«Mi aspettavo il ko: coi dirigenti in cella non si può vincere»

Roma«Il momento è serio, drammatico, da non sottovalutare. L’unico modo per salvare il Pd è mettere in campo l’argenteria. Ovvero: costituire un organismo dirigente agile e operativo con tutti i principali dirigenti nazionali e gli uomini espressi dalle realtà territoriali forti, per dirigere il partito in questa fase cruciale». Sergio Chiamparino, sindaco di Torino, ha non poche gatte da pelare, a partire dalla terrificante crisi industriale che colpisce la sua città. Quella è la sua principale preoccupazione. Così precisa che non ha nessuna ambizione «di carriera personale» e risponde con proverbi torinesi antiretorici alle voci che lo vogliono sotto nel mirino di Berlusconi come possibile competitor: Esageruma nèn! Ma subito dopo aggiunge: «Sono disposto a spendere tempo per il mio partito, se si capisce che occorre assolutamente uscire da questo momento di crisi prima del voto europeo e amministrativo di giugno».
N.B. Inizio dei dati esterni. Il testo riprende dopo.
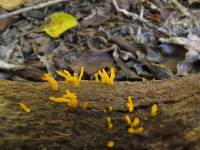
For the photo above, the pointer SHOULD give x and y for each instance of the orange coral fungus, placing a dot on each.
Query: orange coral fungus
(128, 119)
(104, 76)
(75, 79)
(110, 144)
(154, 110)
(59, 99)
(132, 130)
(133, 123)
(110, 108)
(69, 98)
(110, 125)
(130, 104)
(24, 107)
(51, 80)
(73, 101)
(85, 105)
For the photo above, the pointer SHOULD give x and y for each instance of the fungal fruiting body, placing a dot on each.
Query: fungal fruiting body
(105, 77)
(110, 144)
(24, 107)
(85, 105)
(59, 99)
(110, 125)
(128, 119)
(73, 101)
(154, 110)
(130, 104)
(69, 98)
(110, 108)
(51, 80)
(75, 79)
(133, 124)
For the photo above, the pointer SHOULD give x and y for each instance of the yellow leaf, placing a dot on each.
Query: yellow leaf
(11, 4)
(58, 23)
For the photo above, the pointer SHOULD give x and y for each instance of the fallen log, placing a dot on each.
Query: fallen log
(52, 125)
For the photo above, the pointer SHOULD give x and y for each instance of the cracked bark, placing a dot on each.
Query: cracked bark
(54, 126)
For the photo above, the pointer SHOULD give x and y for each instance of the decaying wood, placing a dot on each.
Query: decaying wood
(52, 125)
(26, 9)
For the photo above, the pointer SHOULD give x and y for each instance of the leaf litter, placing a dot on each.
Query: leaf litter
(145, 39)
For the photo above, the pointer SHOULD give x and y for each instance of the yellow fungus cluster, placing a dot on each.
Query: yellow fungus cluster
(110, 108)
(110, 125)
(24, 107)
(110, 144)
(130, 104)
(105, 79)
(69, 98)
(133, 124)
(154, 110)
(75, 79)
(51, 80)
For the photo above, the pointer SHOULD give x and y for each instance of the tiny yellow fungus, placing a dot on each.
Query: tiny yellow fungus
(130, 104)
(69, 98)
(104, 76)
(51, 80)
(132, 130)
(73, 101)
(59, 99)
(135, 122)
(128, 119)
(24, 107)
(75, 79)
(85, 105)
(110, 144)
(110, 125)
(154, 110)
(139, 130)
(81, 73)
(110, 108)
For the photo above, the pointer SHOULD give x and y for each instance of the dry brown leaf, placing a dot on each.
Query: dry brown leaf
(11, 4)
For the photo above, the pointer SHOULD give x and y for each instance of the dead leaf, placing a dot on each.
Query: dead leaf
(11, 4)
(58, 23)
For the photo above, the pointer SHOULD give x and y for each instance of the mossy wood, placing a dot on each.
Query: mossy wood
(52, 125)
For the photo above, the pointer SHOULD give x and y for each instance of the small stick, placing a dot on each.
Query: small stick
(23, 10)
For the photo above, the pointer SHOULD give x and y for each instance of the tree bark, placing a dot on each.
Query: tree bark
(52, 125)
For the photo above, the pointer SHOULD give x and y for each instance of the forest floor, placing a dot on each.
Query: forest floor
(141, 39)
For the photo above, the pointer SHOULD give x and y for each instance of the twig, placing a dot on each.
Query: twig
(39, 6)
Sindaco Chiamparino, che dice del risultato abruzzese?
«Guardi, non è per fare il bastian contrario, ma non mi stupisce quella sconfitta».
Lei è un pessimista?
«Non è quello. Ma se si va a votare con un presidente di Regione finito in carcere, che bene o male è identificato col tuo partito, è difficile fare miracoli».
E lei ha difeso Del Turco, da garantista. Si è pentito?
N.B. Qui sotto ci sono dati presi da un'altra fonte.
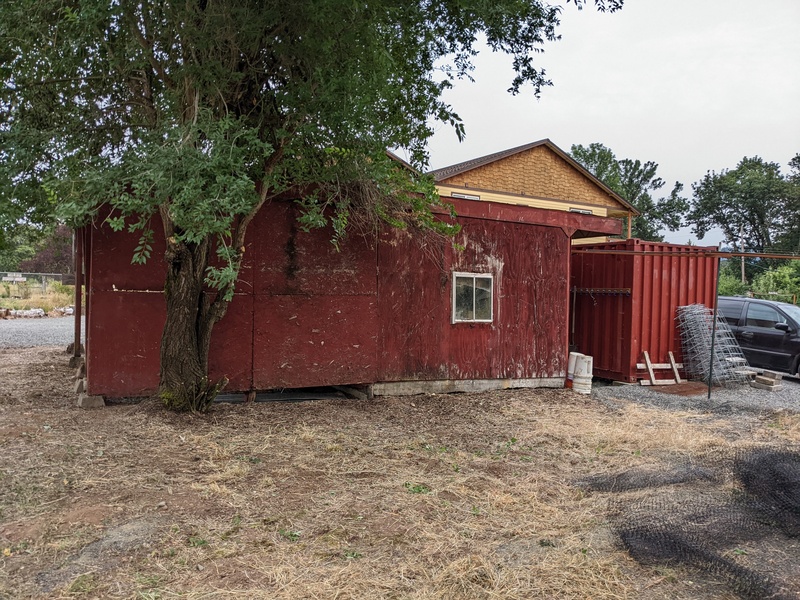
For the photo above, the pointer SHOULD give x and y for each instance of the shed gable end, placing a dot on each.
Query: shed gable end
(538, 172)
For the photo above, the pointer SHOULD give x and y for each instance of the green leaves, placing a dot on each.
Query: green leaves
(749, 203)
(635, 181)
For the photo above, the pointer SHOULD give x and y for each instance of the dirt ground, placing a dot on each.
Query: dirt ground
(437, 496)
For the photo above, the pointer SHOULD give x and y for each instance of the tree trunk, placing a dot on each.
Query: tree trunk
(191, 315)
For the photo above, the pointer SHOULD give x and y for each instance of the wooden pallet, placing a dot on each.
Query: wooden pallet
(652, 367)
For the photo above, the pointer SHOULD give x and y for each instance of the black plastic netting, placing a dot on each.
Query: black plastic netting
(736, 519)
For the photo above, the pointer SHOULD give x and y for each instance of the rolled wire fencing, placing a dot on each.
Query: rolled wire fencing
(700, 337)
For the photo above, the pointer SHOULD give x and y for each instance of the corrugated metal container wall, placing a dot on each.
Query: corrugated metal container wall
(624, 304)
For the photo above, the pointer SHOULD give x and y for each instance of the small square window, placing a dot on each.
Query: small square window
(472, 298)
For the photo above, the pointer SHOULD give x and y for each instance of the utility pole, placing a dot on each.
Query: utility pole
(741, 249)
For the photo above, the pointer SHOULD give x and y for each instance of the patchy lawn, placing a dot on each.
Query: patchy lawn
(440, 496)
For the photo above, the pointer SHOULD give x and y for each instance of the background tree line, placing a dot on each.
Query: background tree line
(755, 205)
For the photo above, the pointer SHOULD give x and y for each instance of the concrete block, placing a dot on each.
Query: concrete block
(86, 401)
(769, 388)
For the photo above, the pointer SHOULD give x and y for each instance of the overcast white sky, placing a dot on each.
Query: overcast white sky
(694, 85)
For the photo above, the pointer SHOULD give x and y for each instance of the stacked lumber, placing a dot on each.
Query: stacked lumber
(769, 381)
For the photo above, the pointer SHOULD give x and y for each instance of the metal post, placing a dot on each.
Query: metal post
(78, 236)
(713, 330)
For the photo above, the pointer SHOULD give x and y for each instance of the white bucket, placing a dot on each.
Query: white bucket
(573, 357)
(582, 377)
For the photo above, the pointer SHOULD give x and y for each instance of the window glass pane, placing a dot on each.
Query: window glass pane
(483, 298)
(759, 315)
(732, 311)
(464, 302)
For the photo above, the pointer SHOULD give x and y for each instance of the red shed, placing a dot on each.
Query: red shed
(389, 312)
(625, 296)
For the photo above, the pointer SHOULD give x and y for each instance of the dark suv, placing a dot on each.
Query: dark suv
(768, 332)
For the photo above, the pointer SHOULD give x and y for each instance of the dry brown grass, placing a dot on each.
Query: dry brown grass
(440, 497)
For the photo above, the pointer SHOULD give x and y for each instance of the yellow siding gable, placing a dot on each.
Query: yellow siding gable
(536, 202)
(537, 172)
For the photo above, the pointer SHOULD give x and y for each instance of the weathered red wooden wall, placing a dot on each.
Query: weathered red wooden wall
(379, 310)
(615, 327)
(528, 336)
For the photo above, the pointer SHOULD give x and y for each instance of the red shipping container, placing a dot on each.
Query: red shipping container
(624, 300)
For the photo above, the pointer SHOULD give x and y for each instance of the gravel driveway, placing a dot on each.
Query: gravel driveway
(731, 399)
(47, 331)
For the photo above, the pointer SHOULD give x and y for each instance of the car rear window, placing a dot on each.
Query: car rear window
(760, 315)
(731, 311)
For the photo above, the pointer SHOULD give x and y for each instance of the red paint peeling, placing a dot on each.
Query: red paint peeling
(305, 315)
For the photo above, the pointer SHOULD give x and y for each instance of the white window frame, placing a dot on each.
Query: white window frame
(488, 276)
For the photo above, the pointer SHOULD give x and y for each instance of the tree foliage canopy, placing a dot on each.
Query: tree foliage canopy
(635, 181)
(751, 204)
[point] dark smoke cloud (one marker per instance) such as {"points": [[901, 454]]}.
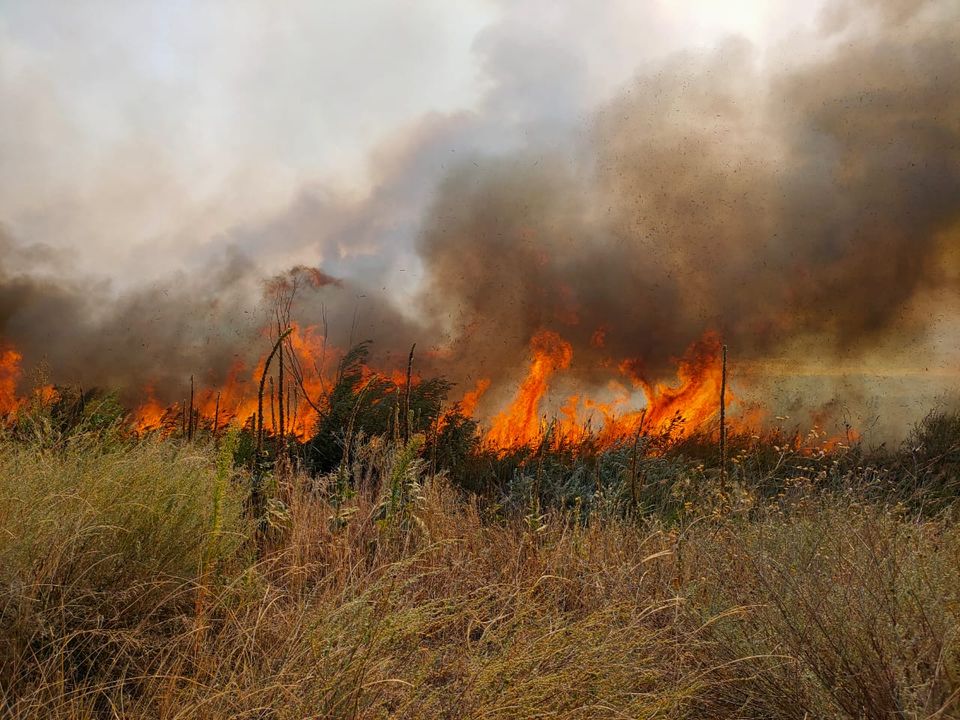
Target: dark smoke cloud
{"points": [[200, 323], [809, 201]]}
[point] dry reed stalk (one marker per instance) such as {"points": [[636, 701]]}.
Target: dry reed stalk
{"points": [[723, 418], [273, 416], [190, 421], [406, 399], [633, 462], [280, 416], [263, 382]]}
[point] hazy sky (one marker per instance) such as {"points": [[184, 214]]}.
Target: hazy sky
{"points": [[141, 134]]}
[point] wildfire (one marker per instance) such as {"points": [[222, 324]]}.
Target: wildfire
{"points": [[9, 377], [629, 404], [520, 423], [667, 409]]}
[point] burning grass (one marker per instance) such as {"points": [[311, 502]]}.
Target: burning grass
{"points": [[816, 582]]}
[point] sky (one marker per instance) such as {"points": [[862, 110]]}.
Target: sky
{"points": [[137, 138], [475, 170]]}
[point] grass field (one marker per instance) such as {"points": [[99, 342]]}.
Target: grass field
{"points": [[807, 584]]}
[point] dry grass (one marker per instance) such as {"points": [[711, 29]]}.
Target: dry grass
{"points": [[130, 589]]}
«No, affatto, ho respinto e respingo giudizi sommari».
E come ha preso il fatto che Del Turco abbia ventilato di candidarsi nel centrodestra?
«Continuo a pensare che ci sono dei momenti in cui un leader deve essere disposto a scendere dal treno della politica».
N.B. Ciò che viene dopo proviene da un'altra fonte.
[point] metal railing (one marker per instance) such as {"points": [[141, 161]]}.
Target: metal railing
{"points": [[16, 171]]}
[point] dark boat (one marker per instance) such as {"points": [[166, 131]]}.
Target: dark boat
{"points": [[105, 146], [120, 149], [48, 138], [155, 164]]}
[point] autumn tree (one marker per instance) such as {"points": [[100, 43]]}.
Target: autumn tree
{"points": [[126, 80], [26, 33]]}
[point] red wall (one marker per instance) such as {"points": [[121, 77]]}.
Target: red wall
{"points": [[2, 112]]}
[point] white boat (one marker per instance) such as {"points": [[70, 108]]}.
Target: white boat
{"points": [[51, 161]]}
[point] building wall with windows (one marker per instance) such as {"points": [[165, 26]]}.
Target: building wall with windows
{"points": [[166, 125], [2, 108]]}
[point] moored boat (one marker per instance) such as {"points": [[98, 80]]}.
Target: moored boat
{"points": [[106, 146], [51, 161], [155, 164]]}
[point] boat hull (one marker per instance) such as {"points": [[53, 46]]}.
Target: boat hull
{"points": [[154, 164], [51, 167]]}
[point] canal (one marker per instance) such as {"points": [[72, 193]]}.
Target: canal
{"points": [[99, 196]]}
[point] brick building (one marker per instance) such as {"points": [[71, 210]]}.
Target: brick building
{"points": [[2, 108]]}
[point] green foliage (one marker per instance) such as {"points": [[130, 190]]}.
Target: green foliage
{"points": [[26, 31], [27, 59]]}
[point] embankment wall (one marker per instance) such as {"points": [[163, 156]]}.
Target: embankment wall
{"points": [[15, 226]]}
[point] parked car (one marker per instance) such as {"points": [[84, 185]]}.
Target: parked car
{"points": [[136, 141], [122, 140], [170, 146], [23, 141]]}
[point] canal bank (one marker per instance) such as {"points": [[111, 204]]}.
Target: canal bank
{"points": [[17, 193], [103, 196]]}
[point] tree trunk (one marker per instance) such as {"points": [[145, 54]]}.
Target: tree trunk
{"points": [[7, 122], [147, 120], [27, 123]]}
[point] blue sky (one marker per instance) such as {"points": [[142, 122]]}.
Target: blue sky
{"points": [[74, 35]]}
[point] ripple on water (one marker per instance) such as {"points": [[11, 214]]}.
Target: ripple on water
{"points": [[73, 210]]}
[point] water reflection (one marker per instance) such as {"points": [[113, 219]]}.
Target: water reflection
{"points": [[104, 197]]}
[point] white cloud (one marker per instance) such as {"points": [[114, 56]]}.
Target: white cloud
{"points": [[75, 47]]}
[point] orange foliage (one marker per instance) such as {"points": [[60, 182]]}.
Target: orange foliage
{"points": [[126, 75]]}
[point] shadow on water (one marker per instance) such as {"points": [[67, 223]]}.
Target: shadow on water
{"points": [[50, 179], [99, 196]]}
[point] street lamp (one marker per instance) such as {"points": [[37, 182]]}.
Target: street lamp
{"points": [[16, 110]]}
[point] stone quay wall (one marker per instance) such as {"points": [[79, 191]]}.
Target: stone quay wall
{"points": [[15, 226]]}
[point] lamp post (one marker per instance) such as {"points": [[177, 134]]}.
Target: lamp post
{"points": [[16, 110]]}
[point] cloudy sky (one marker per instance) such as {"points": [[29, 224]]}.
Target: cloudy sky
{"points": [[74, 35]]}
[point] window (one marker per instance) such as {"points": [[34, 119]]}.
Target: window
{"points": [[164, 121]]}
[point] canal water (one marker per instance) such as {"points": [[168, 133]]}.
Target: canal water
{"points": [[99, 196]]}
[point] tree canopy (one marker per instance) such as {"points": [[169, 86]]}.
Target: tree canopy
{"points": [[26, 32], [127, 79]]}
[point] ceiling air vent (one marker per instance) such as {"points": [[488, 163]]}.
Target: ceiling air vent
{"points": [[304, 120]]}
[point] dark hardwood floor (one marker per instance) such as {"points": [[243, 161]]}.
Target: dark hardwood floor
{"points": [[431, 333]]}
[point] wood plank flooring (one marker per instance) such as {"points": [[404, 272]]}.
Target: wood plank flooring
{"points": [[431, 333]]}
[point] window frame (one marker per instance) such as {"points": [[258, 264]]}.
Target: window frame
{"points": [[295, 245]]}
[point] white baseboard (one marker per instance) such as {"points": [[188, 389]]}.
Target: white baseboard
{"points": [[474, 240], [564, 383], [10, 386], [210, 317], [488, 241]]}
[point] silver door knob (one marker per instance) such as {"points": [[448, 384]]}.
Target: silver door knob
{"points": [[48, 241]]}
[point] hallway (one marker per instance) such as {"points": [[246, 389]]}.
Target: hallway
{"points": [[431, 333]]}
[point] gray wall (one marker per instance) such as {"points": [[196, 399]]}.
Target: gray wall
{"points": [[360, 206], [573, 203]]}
Torniamo al voto, agli arresti, alla questione morale...
«Allora, quando dico che bisogna mettere in campo l’argenteria intendo questo. Il gruppo dirigente del Pd deve affrontare i problemi reali. Senza drammi, ma con nettezza».
C’è chi dice: se ammettiamo che la questione morale è anche nel nostro partito, rischiamo di andare a fondo.
« È assurdo. Io non sono mai stato per l’automatismo: avviso di garanzia-dimissioni. Non è un problema giudiziario, è un problema politico».
Ovvero?
«Voglio dire che, in molti casi, difendo gli imputati dalle accuse, perché so che può bastare nulla per far spiccare un mandato. Ma fare questo sul piano giudiziario non significa tacere il problema più grande».
Quale?
«Che puoi essere penalmente innocente, ma non per questo puoi distribuire raccomandazioni “ai famigli” e pensare che il Pd possa avere questo costume e questa immagine».
Quindi?
«Affrontare la questione morale - subito - significa riconoscere che un problema esiste anche nel nostro partito, e costituire un codice di autoregolamentazione per cui sia chiaro quel che ora non è: i comportamenti eticamente disdicevoli non sono tollerabili nel nostro partito»
Lei vede il Pd a rischio?
«Non considero una tragedia il voto in Abruzzo, e preciso che sulle inchieste bisogna distinguere: non si può mettere insieme Domenici con chi viene beccato a prendere una tangente... ».
Però?
«Però c’è un rischio serio. Molti hanno preso il Pd come un contenitore in cui raccogliere le diverse e litigiose correnti».
E non va bene, per lei.
«Ci mancherebbe. La prima cosa che Veltroni deve fare, immediatamente, è togliere di mezzo tutti i conciliaboli e i caminetti tra i dirigenti di partito».
Un partito con molte anime, dicono, ha bisogno di camere di compensazione.
«Ma il caminetto è la morte del nuovo partito! È la rappresentazione plastica e simbolica della maledizione correntizia che sta affogando il Pd, annacquando la sua capacità di progetto».
Vuole una resa dei conti?
«No. A Walter dico: non bisogna aprire cacce alle streghe! Unirci come un sol uomo, ma a patto che ci sia un segnale di discontinuità forte con il costume che ho appena descritto».
E se questo non accade?
«Guardi, non sono un pessimista, ma se rimane in piedi la giungla delle correnti, il rischio concreto è che dopo il voto delle europee, possa saltare tutto».
Ovvero?
«Che ognuna delle vecchie anime vada per conto suo».
Come si sente da «sorvegliato speciale» di Berlusconi, come possibile nuovo leader?
(ride). «Senta, sono il sindaco di una città che sta in alto a sinistra, come si diceva del Pci sulle schede, e anche un po’ ai margini. Mi sta bene. Faccio il mio lavoro.

E sono contento se riesco a salvare il centro ricerche Motorola, o gli operai in cassa integrazione. Del resto non mi importa».
Poi, magari domani sfiderà Berlusconi.
«Glielo dico come mi viene? Mi pare una bufala pazzesca».